Nothing ever went the way John wanted it to. That's how that damn military service went on to shape his life long after it was over. Even after Sherlock fixed his limp the memories still haunted him. As Mycroft said with his irritating voice, John missed the war, he missed the feeling of being alive, of death lurking over his shoulder.
In the army John wasn't the one firing guns, he wasn't aiming, he was aimed at. Despite that, he managed to do his job, to run between trenches and patch up people, soldiers. He went where he was told to go and he fixed things. That was his calling, to fix people and he was quite good at it.
He fancied the illusion that one day he might even fix infamous Sherlock Holmes. That he'll return the favour of life Sherlock gave him.
John knew Sherlock wasn't suicidal, he knew how he adored life and the thrill of the chase, he was too emerged in life to want to flee it. John knew that all too well because he was the man who was suicidal before they met. That was the reason he kept his gun in his drawer constantly checking up on it to see did it vanish. That gun was his exit card, if things went too meaningless he would just pull the trigger and be gone.
Now that wasn't an option. Sherlock ruined that. He made that gun a centre point of John's role in his adventures. John was two things that Sherlock wasn't. He was a doctor and he was a soldier. First meant that he could examine a body or to help a person, the second one meant that he could protect them if needed.

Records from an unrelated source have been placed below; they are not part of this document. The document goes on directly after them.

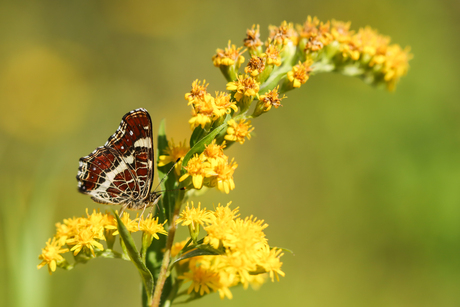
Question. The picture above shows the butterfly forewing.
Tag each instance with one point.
(121, 171)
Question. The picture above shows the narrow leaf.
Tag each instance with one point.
(146, 276)
(209, 251)
(200, 145)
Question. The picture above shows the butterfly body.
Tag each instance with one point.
(121, 171)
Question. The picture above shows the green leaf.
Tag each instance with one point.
(196, 135)
(146, 276)
(200, 251)
(200, 145)
(164, 203)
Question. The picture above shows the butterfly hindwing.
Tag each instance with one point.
(121, 171)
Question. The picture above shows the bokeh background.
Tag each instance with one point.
(362, 184)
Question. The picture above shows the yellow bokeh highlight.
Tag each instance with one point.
(42, 95)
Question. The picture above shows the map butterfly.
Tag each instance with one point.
(121, 172)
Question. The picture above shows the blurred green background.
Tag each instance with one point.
(362, 184)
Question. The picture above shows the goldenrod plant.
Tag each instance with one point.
(224, 250)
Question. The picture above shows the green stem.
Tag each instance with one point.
(166, 258)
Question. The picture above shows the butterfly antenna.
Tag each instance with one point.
(166, 176)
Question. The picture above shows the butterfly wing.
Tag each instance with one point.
(121, 171)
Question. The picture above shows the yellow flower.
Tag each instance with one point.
(272, 55)
(270, 261)
(396, 64)
(299, 74)
(244, 86)
(271, 98)
(255, 66)
(237, 132)
(224, 176)
(202, 112)
(283, 34)
(152, 227)
(172, 153)
(229, 56)
(67, 229)
(85, 238)
(195, 216)
(309, 28)
(223, 105)
(198, 168)
(177, 247)
(214, 151)
(131, 225)
(51, 255)
(221, 229)
(252, 40)
(203, 280)
(246, 253)
(341, 31)
(198, 91)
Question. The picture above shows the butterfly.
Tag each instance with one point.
(121, 172)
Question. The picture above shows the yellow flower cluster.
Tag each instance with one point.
(333, 41)
(205, 108)
(172, 153)
(238, 132)
(245, 253)
(211, 168)
(84, 234)
(229, 56)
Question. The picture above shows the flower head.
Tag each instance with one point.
(309, 28)
(51, 255)
(194, 218)
(245, 88)
(245, 252)
(283, 34)
(255, 66)
(152, 227)
(228, 56)
(223, 104)
(85, 238)
(271, 99)
(198, 91)
(252, 40)
(198, 168)
(172, 153)
(299, 74)
(238, 132)
(272, 55)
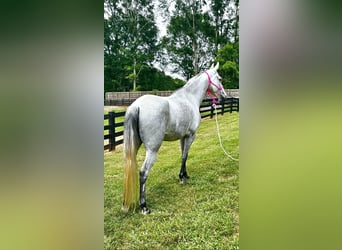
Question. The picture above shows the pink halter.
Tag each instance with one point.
(213, 100)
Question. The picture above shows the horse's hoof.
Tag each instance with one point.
(145, 211)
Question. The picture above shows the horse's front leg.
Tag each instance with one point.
(144, 171)
(185, 146)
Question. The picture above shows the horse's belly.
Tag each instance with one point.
(171, 138)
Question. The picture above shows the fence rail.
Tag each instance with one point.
(116, 125)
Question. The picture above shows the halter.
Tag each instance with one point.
(213, 100)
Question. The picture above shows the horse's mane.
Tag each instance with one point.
(188, 83)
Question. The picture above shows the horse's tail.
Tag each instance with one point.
(132, 143)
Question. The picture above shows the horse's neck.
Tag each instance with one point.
(196, 89)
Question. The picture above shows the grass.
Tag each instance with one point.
(202, 214)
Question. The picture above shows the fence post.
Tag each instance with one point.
(111, 123)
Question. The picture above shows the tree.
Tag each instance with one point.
(188, 46)
(228, 57)
(130, 40)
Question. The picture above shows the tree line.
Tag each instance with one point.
(198, 33)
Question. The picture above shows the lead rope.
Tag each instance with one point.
(219, 136)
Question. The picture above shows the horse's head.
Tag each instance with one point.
(215, 86)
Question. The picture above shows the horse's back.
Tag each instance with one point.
(153, 119)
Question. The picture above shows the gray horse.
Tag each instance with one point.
(152, 119)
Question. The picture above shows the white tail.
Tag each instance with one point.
(132, 143)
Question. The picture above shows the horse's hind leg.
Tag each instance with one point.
(144, 171)
(185, 146)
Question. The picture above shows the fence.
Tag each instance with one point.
(126, 98)
(115, 124)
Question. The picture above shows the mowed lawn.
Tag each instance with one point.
(202, 214)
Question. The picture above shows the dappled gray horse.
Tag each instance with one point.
(152, 119)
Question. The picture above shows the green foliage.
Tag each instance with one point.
(196, 36)
(228, 57)
(202, 214)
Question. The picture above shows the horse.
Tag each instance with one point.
(152, 119)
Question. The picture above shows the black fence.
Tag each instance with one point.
(115, 127)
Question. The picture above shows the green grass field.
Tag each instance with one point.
(202, 214)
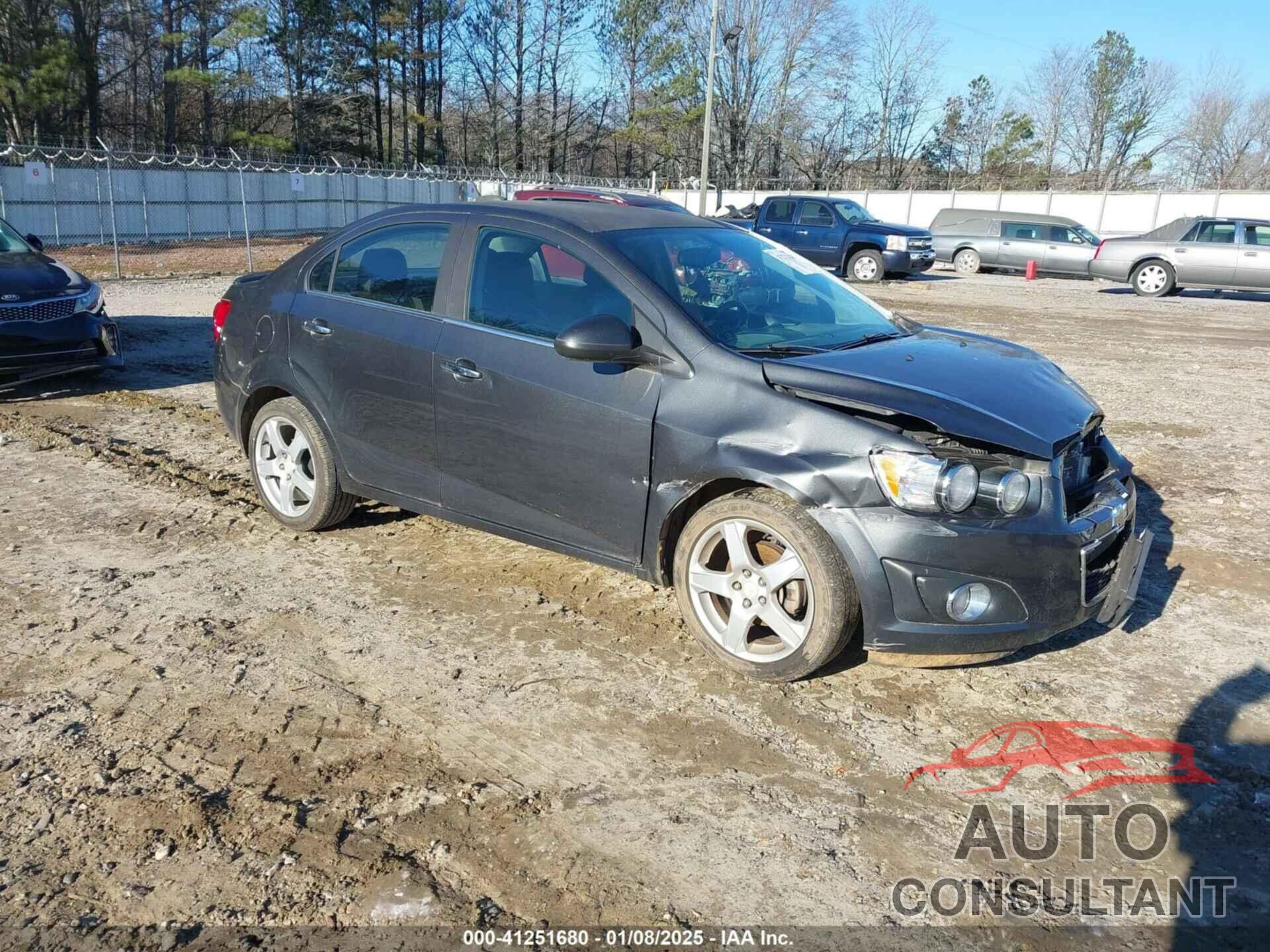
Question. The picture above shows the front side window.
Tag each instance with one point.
(319, 278)
(1257, 235)
(816, 214)
(780, 211)
(853, 212)
(394, 266)
(527, 286)
(1217, 233)
(751, 294)
(1020, 231)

To break that function of his gun would be to betray Sherlock
John was sure that in Sherlock's mind jumping off that building was to protect John. All that he said could be interpreted in that light. Why would he lead a private conversation so wrongly lying all the time? Someone listened and Sherlock complied. That was the only explanation John could find. Everything else was just a lie.
If Sherlock would really do that, before the end he would insult John in some manner, he would insult the whole world. Sherlock would never talk about himself in a moment like that because Sherlock didn't think of himself as interesting. All he thought about was the world and all its faults.
Someone falling to its death would say what's wrong with the world. Like now, John would say there's no Sherlock in this world, but that would be the thing that would stop John.
If Sherlock did what he did for John he surely didn't do it so he could escape too.
No, there was no escape for John. He was trapped on this side and he'll have to deal with it. If only he could think of something to do, something at least partly entertaining.
'The game is on,' said Sherlock in his mind and John smiled.
"For you," he murmured and decided to lift himself up and get out.
If Sherlock could see John it wouldn't be nice if there was nothing to see, would it?